Pas de prise de tête, le forfait – cher, c'est vrai – comprend absolument tout: abonnement pour les remontées mécaniques, moniteurs, activités pour les non-skieurs (luge, balade en raquettes, bains à Val d'Illiez ou à Lavey-les-Bains), nounous et animateurs (dites «enchanteurs») pour les enfants, repas en pension complète (cuisine soignée, gourmande et goûteuse, fondue et raclettes seulement sur demande), vin à table, apéritifs, digestifs, café, thé, goûter au retour des pistes, fitness, hammam, solarium. Il n'y a que la location du matériel de ski qui n'est pas comprise.

Pour midi, il manquait un restaurant d'altitude. Un défaut corrigé cette saison: les skieurs pourront manger aux «Marmottes», un alpage à environ 1600 mètres (anciennement «Chez Hermann»). Vincent, le cuisinier, a déblayé la neige et s'y installe ces jours-ci. Dès que les pistes seront ouvertes, il servira d'abord un repas aux enfants affamés, puis les orientera vers un coin jeux ou sieste, pendant que les parents feront une vraie pause en se servant au bar à soupes ou en s'attablant devant le menu.

Plus chaleureux qu'un hôtel, moins rudimentaire qu'une chambre d'hôte, le Chalet de Champéry appartient à un ensemble de lieux d'hébergement appelés les «maisons de Katy et Jacques», un concept développé par le Français Jacques Horovitz, professeur à l'institut de management IMD et spécialiste dans la qualité de l'accueil. Il y a huit ans, Jacques Horovitz fondait «Châteauform'» à l'attention des entreprises qui désirent organiser des séminaires dans un lieu agréable sans devoir s'occuper des détails pratiques. Une dizaine de châteaux en Ile de France ont été ouverts comme lieux de réflexion et de détente. L'accent est mis sur la convivialité: chaque site est dirigé par un couple d'hôtes, comme Esther et Eric. Le Chalet de Champéry, première demeure «Châteauform'» à la montagne, accueille toute l'année des séminaires. C'est pour répondre à la demande de plusieurs participants que l'entreprise a décidé d'ouvrir certains de ses lieux aux particuliers. «Les maisons de Katy et Jacques» – pour Jacques Horovitz et son épouse Katy, décoratrice des sites – seront bientôt trois: Bordeaux, Mas Sant Joan en Espagne, et Champéry, qui est pour l'instant le seul site à accueillir les particuliers pendant la saison d'hiver.
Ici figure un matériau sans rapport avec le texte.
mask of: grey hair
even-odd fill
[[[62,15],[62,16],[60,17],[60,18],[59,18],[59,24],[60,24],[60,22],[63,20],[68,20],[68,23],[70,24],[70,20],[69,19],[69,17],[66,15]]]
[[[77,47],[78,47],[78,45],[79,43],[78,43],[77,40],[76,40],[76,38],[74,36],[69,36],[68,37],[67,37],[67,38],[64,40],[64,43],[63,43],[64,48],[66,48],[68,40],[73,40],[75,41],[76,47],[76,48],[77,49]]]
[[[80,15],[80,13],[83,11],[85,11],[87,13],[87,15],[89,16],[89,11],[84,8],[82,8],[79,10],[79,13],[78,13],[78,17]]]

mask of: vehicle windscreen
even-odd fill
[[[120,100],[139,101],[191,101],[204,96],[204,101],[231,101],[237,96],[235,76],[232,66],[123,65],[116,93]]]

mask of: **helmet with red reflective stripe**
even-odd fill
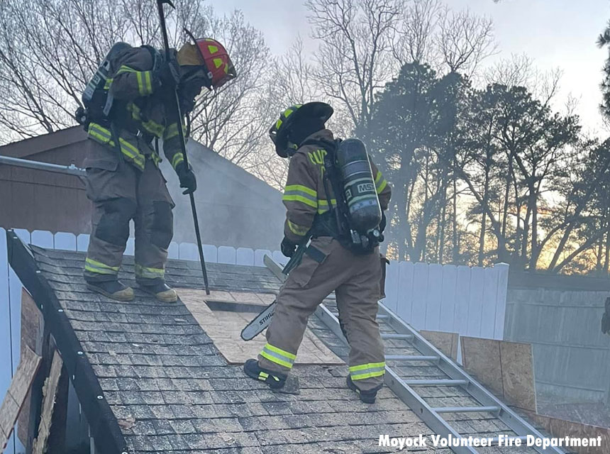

Evidemment, il faut aimer les vacances à plusieurs. Mais, pour autant que l'on respecte la distance voulue par chacun, le Chalet de Champéry offre ce qui fait souvent défaut ailleurs: la chaleur de l'accueil et la compétence du service. Eric, le Stéphanois, adore l'animation de groupes. Esther aime recevoir et prétend ne jamais souffrir de mélanger sa vie de famille (le couple a deux enfants) à celle de ses hôtes. Pour l'accueil, elle était à bonne école. Jacques Horovitz lui a appris qu'il fallait savoir donner sans attendre de recevoir. Un jour, il lui aurait demandé: «Que fais-tu si tu aperçois un peignoir de la maison dépasser du bagage d'un client sur le départ?». Esther a répondu qu'elle lui dirait discrètement de le rendre. Le professeur a secoué la tête: «Tu n'as rien compris: tu le laisses partir et tu lui envoies par la poste un deuxième peignoir pour sa femme».